BNPP’s RMB funding solutions directly address the problems faced by Chinese companies. One of its main offerings is a synthetic loan that bundles US dollar foreign debt with an onshore cross-currency swap between the US dollar and the renminbi.

The structure falls outside the scope of the PBoC’s loan quota restriction as it involves foreign debt borrowing. It also helps satisfy the aims of the Chinese authorities, who are keen to encourage foreign money into the country in order to help stabilise capital flows and prop up reserves.

By leveraging on its strong onshore and offshore platforms, BNP is able to provide these synthetic loans at attractive rates. In one of the products, the client financing cost over the loan’s tenor comes to 3.97% per annum, which translates to significant savings when compared to the PBoC’s one-year benchmark rate of 4.35%.

“By taking up the synthetic structure, the client can source funding from an alternative channel while paying rates that are well below the PBoC benchmark. We have facilities, in both China and overseas, for onshore companies to raise foreign debt and then swap it onshore, which also requires financing line facilities onshore. What we do is not just cost-effective, but in many cases it’s the best and most efficient way to help companies continue growing in China,” says Wong.

BNP Paribas has also had a number of successes onshore in terms of regulatory permissions that have been granted.

In July, BNP Paribas was one of a handful of foreign banks named as market-maker for the newly launched Bond Connect scheme, which links Hong Kong’s fixed-income market with that of the mainland.

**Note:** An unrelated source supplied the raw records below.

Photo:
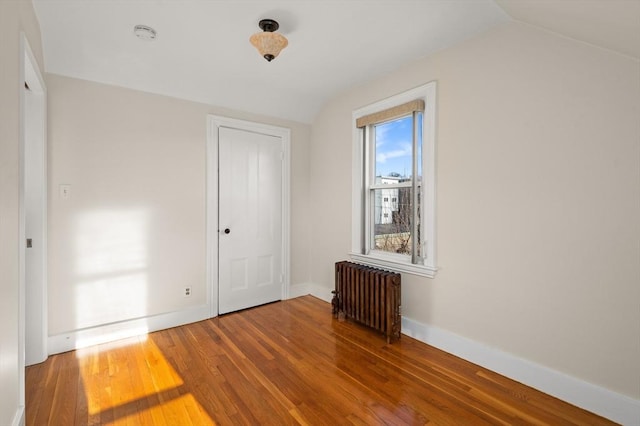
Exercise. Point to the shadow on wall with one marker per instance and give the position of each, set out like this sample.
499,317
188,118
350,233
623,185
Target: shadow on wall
111,270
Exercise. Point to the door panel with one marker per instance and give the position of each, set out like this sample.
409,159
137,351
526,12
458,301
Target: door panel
250,208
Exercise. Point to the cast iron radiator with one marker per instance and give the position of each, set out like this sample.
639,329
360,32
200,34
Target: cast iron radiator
369,296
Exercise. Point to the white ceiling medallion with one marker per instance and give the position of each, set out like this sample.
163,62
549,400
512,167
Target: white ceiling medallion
144,32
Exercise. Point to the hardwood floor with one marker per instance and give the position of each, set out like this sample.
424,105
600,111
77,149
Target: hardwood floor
285,363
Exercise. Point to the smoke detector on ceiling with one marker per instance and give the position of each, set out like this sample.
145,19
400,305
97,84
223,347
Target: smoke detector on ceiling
144,32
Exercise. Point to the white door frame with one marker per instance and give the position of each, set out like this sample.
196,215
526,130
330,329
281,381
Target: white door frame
31,75
213,124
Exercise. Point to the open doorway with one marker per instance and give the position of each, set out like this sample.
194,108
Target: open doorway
33,207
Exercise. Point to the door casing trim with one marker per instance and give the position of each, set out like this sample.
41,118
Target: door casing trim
214,122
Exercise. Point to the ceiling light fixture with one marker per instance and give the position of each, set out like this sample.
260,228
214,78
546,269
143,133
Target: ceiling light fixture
144,33
269,43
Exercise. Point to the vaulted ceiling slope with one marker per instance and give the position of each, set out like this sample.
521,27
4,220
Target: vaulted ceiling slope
202,51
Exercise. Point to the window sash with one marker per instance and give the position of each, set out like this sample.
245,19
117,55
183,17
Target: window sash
413,109
360,165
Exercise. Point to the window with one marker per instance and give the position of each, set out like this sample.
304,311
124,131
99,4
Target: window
394,158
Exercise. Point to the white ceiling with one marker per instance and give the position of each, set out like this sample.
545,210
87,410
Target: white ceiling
612,24
202,52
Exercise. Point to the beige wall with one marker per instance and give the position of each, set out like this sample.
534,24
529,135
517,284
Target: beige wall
15,16
538,186
132,235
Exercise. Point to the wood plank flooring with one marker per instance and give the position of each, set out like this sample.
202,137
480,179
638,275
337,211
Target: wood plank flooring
286,363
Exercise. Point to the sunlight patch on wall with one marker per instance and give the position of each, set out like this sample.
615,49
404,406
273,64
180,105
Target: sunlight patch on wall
111,267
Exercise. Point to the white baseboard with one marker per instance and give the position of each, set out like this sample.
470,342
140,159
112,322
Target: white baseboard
614,406
321,292
121,330
18,417
297,290
315,290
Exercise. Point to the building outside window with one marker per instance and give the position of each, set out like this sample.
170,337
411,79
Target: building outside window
394,141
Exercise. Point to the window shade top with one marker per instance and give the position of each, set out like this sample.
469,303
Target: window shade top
391,113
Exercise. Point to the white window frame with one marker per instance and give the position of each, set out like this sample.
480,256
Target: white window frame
360,251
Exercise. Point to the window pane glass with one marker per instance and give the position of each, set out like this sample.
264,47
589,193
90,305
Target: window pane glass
393,150
392,220
419,145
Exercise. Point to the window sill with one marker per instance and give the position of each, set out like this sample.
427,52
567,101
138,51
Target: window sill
378,262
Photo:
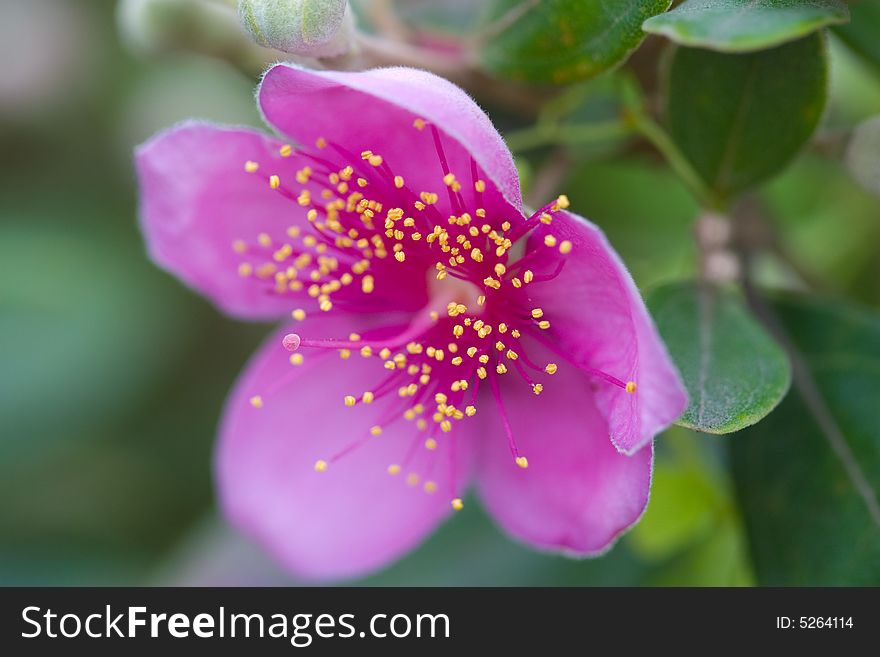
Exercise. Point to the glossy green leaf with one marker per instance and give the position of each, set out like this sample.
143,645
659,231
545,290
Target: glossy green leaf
563,41
740,119
807,486
863,155
745,25
734,372
861,33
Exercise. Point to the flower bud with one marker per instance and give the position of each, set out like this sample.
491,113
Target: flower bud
317,28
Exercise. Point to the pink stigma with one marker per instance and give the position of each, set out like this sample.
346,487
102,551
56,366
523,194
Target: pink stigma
291,342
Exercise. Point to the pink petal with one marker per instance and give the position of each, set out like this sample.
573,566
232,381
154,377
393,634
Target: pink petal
374,110
197,199
598,320
578,493
354,517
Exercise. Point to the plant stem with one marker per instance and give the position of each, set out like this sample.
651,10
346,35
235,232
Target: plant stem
660,139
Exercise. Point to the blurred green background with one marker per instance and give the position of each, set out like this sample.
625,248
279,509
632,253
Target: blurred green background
113,375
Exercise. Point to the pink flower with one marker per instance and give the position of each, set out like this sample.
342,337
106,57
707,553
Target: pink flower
440,336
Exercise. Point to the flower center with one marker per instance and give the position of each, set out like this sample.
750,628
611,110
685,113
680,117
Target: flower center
369,234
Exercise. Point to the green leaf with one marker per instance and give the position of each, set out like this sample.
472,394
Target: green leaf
563,41
735,374
860,34
740,119
745,25
808,486
863,155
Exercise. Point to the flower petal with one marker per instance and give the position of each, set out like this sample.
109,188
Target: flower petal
197,199
598,320
578,493
375,110
355,516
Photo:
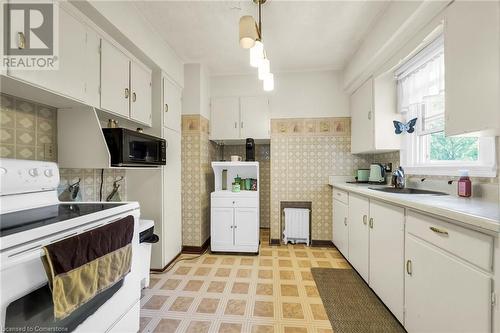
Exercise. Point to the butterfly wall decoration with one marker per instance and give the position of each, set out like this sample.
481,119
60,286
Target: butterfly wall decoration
400,127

Also in July, the Hong Kong branch of the bank became a member of the China Foreign Exchange Trade System (CFETS), which enables it to provide both onshore CNY and offshore CNH forex hedging products to offshore clients engaged in Bond Connect, as well as the commercial import and export trade.

In January this year, BNP Paribas was extended the non-financial corporate bond underwriting licence by the National Association of Financial Institutional Investors to underwrite various types of debt instruments for non-financial corporates in the China interbank bond market. BNP Paribas is one of only a few foreign banks to have achieved this qualification.

Going forward, Chen says that regulatory changes will continue to influence market demand for renminbi solutions. He believes the stabilisation of capital flows bodes well for the currency and will lead to a more resilient renminbi over the long run.

BNP Paribas will remain as the RMB business leader through anticipating market development in a timely way and continuing investments in our on and offshore RMB platform. We’re convinced that RMB internationalisation will continue, but will evolve through different phases. As always, BNP Paribas is well-positioned to embrace the regulatory and market changes with our clients, as well as developing innovative RMB solutions to best serve clients’ needs in investment, financing, hedging, asset management, and custodian services,” says Chen.